# A free [good-quality] rabbit pedigree maker?



## Dutchgirl

For the first time, I've found myself in need of a way to make pedigrees for my rabbits. Since I'm not running a rabbitry and I don't have that many rabbits, I'm not really interested in paying a lot of money for a software I'll rarely use. So I was wondering if anyone on here had suggestions for free pedigree creators? I don't really mind typing in a lot of info, especially since I won't be doing it very often.

I know of the one at ephiny.net. Has anyone used it?
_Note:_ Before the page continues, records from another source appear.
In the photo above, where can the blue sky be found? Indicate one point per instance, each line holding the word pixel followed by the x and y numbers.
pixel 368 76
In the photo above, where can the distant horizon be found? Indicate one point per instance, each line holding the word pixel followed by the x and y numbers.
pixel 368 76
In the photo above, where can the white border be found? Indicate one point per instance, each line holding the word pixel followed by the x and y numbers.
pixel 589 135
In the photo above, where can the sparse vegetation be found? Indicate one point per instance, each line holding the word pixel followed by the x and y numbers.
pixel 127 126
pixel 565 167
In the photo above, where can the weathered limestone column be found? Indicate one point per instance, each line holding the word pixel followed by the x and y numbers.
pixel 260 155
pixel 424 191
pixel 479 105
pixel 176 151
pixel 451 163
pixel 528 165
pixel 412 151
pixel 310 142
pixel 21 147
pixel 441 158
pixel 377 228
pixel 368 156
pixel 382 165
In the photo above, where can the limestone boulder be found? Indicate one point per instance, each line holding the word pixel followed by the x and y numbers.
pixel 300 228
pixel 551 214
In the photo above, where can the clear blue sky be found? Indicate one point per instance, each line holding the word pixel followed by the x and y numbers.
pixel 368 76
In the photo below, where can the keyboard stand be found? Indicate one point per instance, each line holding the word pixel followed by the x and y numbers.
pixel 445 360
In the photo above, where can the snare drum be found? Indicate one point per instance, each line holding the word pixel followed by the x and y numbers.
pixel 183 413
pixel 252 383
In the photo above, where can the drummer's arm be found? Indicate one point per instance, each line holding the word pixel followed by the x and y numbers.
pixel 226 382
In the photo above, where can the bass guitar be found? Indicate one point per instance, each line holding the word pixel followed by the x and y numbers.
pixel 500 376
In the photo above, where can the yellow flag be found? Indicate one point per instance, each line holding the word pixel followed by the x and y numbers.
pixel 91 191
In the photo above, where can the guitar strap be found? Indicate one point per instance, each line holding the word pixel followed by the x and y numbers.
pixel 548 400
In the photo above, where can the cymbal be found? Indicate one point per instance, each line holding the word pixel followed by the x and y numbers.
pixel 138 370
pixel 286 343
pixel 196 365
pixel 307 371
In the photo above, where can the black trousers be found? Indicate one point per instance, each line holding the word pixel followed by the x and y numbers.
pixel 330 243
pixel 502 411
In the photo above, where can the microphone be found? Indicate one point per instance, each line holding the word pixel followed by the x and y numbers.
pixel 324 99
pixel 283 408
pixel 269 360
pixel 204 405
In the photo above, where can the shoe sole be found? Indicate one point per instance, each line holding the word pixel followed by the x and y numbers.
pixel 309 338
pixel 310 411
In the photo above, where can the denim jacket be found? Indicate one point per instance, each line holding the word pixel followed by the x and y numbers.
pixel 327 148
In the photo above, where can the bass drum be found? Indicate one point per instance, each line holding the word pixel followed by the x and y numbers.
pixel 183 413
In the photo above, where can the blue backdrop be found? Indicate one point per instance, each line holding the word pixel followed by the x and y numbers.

What do you think of it?


----------



## Hens and Roos

I did a Google search for the free one we use, I downloaded it to my computer- it shows up as a word program- if you want to PM me your email(via the conversation feature) I can email it to you


----------



## Dutchgirl

Sorry, but what do you want to email to me? If you PM it to me I'll see it.


----------



## Hens and Roos

Dutchgirl said:


> Sorry, but what do you want to email to me? If you PM it to me I'll see it.


a copy of a fillable pedigree we found.  I will try and attach it through a PM-not sure it will work


----------



## Four Winds Ranch

Could you please email it to me too!!!  I have been looking for one as well!!! I sent a PM!


----------



## Dutchgirl

Thanks, Hens and Roos!


----------



## Hens and Roos




----------



## mijejo

Hens and Roos would you email it to me too, please? mijejo@aol.com


----------



## Hens and Roos

Just sent it to you


----------



## sawfish99

Check out www.GlobalPedigree.com  It is an online database.  We use it to manage our rabbitry and it tracks pedigrees.  It is not nearly as expensive as other software.


----------



## promiseacres

Hens and Roos said:


> Just sent it to you


Any chance you could send this pedigree maker to me? Promiseacres@yahoo.com


----------



## Hens and Roos

emailed you the one we use


----------



## MWind

Please email me fillable pedigree to michlwind@yahoo.com


----------



## Hens and Roos

MWind said:


> Please email me fillable pedigree to michlwind@yahoo.com



emailed you what we use!


----------



## Terisa Carpenter

Hens and Roos said:


> a copy of a fillable pedigree we found.  I will try and attach it through a PM-not sure it will work


If this is still available could you email me a copy. Tcarp805@yahoo.com


----------



## Hens and Roos

Terisa Carpenter said:


> If this is still available could you email me a copy. Tcarp805@yahoo.com



sent you an email


----------



## DutchBunny03

The best pedigrees i have found are fron the ARBA store. They are $5 for a whole book if pedigrees. They are not free, but better quality than any free ones i have seen.


----------



## Thirtyacre

Hens and Roos is there anyway you could email it to me as well? thirtyacre1003@gmail.com


----------



## Hens and Roos

Thirtyacre said:


> Hens and Roos is there anyway you could email it to me as well? thirtyacre1003@gmail.com



check your email


----------



## secuono

You can use Kintraks, it's free for most operating systems and can print pedigrees. You can adjust them as well.


----------



## LopCityRabbitry

Hens and Roos could you please email me the fillable pedigree too? lopcityrabbitry@gmail.com


----------